A permanência desse tipo de liderança revela uma ferida antiga e sempre aberta: a incapacidade das classes dominantes brasileiras de produzir um projeto nacional inclusivo, moderno e comprometido com a dignidade humana. Em vez disso, reproduzem um pensamento atrasado, dependente e profundamente autoritário, que identifica no brutalizado uma espécie de espelho — alguém capaz de expressar, sem filtro, o ressentimento, o ódio e o medo que essa elite jamais assume publicamente.

Essa elite fragmentada, esse agrupamento que pode ser descrito com precisão como uma lumpen-burguesia, nunca construiu valores republicanos sólidos. Não acredita na democracia, não confia na soberania popular e teme qualquer avanço civilizatório que amplie direitos. Por isso, adere com tanta facilidade a figuras grotescas que encarnam uma política do ressentimento. A liderança de Bolsonaro, nesse sentido, não é uma aberração isolada, mas o sintoma de uma doença social mais profunda.

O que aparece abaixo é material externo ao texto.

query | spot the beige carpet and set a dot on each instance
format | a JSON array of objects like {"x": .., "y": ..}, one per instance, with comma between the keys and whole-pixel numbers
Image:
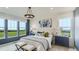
[{"x": 60, "y": 48}]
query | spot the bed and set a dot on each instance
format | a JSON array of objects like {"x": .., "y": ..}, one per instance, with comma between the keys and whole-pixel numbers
[{"x": 41, "y": 43}]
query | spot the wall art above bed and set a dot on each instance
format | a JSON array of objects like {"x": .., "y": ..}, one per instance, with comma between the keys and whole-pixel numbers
[{"x": 45, "y": 23}]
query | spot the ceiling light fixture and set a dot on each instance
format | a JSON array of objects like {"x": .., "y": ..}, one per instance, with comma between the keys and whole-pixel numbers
[
  {"x": 29, "y": 14},
  {"x": 51, "y": 8}
]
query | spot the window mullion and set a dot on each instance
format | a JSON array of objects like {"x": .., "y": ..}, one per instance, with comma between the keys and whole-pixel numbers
[{"x": 6, "y": 28}]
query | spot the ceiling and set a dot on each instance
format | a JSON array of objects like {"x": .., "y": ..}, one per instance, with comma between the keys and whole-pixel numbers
[{"x": 20, "y": 11}]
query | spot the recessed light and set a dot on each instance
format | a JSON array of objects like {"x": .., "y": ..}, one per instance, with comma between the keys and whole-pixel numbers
[
  {"x": 6, "y": 7},
  {"x": 51, "y": 8}
]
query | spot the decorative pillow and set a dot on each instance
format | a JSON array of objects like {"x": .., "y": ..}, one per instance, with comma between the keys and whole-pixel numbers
[{"x": 46, "y": 34}]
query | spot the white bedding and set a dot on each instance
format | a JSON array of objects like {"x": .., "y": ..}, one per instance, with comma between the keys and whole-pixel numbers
[{"x": 41, "y": 43}]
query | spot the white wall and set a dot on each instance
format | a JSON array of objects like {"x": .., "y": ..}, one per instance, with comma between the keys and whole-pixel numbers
[
  {"x": 35, "y": 24},
  {"x": 69, "y": 15}
]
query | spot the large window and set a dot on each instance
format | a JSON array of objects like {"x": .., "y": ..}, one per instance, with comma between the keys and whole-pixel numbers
[
  {"x": 1, "y": 28},
  {"x": 65, "y": 26},
  {"x": 22, "y": 26},
  {"x": 12, "y": 28}
]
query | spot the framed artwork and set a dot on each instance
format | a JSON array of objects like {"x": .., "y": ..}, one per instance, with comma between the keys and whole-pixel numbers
[{"x": 45, "y": 23}]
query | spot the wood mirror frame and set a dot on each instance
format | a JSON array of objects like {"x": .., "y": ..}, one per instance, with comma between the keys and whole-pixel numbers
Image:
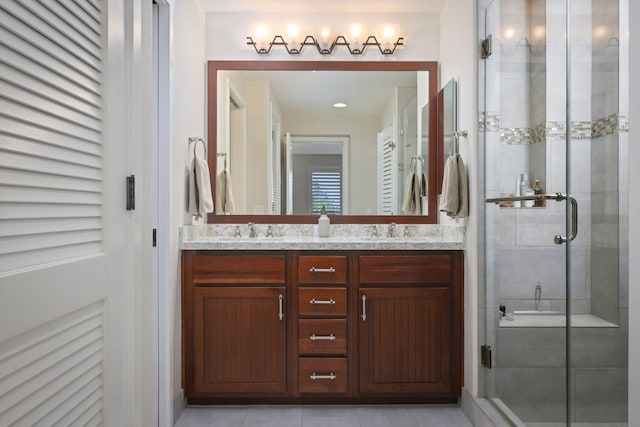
[{"x": 434, "y": 149}]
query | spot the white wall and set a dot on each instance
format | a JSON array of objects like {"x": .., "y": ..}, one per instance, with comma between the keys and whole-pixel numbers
[
  {"x": 187, "y": 118},
  {"x": 634, "y": 220},
  {"x": 458, "y": 28}
]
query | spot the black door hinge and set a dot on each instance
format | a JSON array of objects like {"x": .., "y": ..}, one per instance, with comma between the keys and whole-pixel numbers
[
  {"x": 485, "y": 47},
  {"x": 131, "y": 192},
  {"x": 485, "y": 356}
]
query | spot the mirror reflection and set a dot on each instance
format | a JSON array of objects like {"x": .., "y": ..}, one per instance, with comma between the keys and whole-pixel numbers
[{"x": 350, "y": 141}]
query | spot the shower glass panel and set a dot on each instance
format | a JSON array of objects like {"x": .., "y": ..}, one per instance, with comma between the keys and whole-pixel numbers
[{"x": 556, "y": 245}]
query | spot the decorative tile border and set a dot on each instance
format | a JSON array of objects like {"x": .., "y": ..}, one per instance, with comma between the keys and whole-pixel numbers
[{"x": 554, "y": 130}]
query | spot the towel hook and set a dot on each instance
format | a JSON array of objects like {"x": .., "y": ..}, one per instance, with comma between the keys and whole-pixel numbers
[{"x": 223, "y": 154}]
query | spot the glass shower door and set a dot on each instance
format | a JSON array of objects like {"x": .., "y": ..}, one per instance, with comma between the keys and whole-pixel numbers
[{"x": 553, "y": 304}]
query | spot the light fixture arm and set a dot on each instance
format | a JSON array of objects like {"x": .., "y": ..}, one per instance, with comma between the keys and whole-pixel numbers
[{"x": 311, "y": 41}]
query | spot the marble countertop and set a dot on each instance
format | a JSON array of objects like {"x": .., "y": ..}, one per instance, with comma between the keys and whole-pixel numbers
[{"x": 305, "y": 237}]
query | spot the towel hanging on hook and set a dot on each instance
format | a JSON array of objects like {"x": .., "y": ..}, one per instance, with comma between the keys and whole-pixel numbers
[{"x": 200, "y": 197}]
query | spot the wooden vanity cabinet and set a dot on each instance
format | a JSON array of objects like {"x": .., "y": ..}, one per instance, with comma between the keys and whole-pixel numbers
[
  {"x": 322, "y": 327},
  {"x": 410, "y": 324},
  {"x": 234, "y": 324},
  {"x": 322, "y": 324}
]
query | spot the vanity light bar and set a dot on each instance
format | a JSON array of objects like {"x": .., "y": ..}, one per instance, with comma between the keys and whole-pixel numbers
[{"x": 311, "y": 41}]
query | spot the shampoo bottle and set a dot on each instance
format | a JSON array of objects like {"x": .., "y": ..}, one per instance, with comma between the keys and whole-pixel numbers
[{"x": 324, "y": 224}]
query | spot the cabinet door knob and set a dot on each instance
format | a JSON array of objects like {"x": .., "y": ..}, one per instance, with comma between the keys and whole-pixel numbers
[
  {"x": 315, "y": 337},
  {"x": 322, "y": 270},
  {"x": 315, "y": 377},
  {"x": 331, "y": 301}
]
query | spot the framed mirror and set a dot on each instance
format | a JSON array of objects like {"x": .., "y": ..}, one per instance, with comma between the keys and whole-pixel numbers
[
  {"x": 274, "y": 129},
  {"x": 448, "y": 141}
]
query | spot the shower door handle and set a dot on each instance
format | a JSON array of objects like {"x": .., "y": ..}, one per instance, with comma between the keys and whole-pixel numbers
[
  {"x": 558, "y": 197},
  {"x": 558, "y": 239}
]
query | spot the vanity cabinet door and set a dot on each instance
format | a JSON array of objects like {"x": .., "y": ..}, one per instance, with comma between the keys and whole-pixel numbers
[
  {"x": 405, "y": 338},
  {"x": 239, "y": 340}
]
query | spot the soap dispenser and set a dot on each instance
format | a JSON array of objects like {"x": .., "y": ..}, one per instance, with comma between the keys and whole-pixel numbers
[{"x": 323, "y": 224}]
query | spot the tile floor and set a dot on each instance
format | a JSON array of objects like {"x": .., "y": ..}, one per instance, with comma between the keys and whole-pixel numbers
[{"x": 324, "y": 416}]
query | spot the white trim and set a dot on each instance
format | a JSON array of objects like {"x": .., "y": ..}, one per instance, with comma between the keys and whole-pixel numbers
[{"x": 164, "y": 326}]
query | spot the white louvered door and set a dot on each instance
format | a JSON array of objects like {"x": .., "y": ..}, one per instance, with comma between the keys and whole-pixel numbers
[
  {"x": 62, "y": 226},
  {"x": 387, "y": 173}
]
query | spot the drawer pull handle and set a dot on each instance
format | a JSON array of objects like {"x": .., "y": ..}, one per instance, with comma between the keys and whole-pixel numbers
[
  {"x": 319, "y": 301},
  {"x": 364, "y": 307},
  {"x": 322, "y": 270},
  {"x": 315, "y": 337},
  {"x": 315, "y": 377}
]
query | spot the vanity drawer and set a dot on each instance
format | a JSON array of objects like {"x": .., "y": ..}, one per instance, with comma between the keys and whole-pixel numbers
[
  {"x": 239, "y": 269},
  {"x": 322, "y": 336},
  {"x": 322, "y": 270},
  {"x": 404, "y": 269},
  {"x": 322, "y": 375},
  {"x": 322, "y": 301}
]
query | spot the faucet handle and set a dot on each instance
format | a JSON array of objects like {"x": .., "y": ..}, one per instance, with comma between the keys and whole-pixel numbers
[
  {"x": 391, "y": 232},
  {"x": 252, "y": 230}
]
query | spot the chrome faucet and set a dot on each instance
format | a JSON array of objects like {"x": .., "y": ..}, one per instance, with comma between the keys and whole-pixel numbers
[
  {"x": 538, "y": 296},
  {"x": 391, "y": 231},
  {"x": 252, "y": 230}
]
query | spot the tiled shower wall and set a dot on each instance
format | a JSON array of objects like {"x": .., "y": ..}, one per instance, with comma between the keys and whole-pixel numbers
[{"x": 524, "y": 123}]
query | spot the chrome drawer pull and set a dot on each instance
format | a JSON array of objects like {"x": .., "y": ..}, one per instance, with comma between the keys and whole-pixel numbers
[
  {"x": 319, "y": 301},
  {"x": 280, "y": 307},
  {"x": 322, "y": 270},
  {"x": 315, "y": 337},
  {"x": 364, "y": 307},
  {"x": 331, "y": 377}
]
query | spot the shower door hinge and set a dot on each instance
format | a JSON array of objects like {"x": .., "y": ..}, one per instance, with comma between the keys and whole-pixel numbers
[
  {"x": 485, "y": 356},
  {"x": 485, "y": 47}
]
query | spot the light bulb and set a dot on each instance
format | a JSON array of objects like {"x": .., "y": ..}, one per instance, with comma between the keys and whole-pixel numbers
[
  {"x": 356, "y": 34},
  {"x": 293, "y": 33}
]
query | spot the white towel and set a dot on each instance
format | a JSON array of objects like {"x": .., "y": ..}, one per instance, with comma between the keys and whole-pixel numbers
[
  {"x": 415, "y": 186},
  {"x": 224, "y": 195},
  {"x": 409, "y": 200},
  {"x": 455, "y": 188},
  {"x": 200, "y": 198}
]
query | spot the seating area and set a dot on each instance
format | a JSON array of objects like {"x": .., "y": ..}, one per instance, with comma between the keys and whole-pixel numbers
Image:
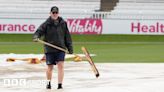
[
  {"x": 124, "y": 9},
  {"x": 138, "y": 9},
  {"x": 41, "y": 8}
]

Há também um elemento de abandono social que alimenta essa contradição. Décadas de políticas neoliberais deixaram parcelas imensas da população entregues ao desalento, ao desemprego, à insegurança material e existencial. Esse terreno fértil permitiu que discursos simplistas, violentos e mentirosos se enraizassem. Bolsonaro prosperou nesse vazio, oferecendo não soluções, mas inimigos e fantasmas. O fato de isso ainda ressoar mostra que a reconstrução do país exige muito mais do que punir indivíduos — exige enfrentar as bases que tornam possíveis esses falsos líderes.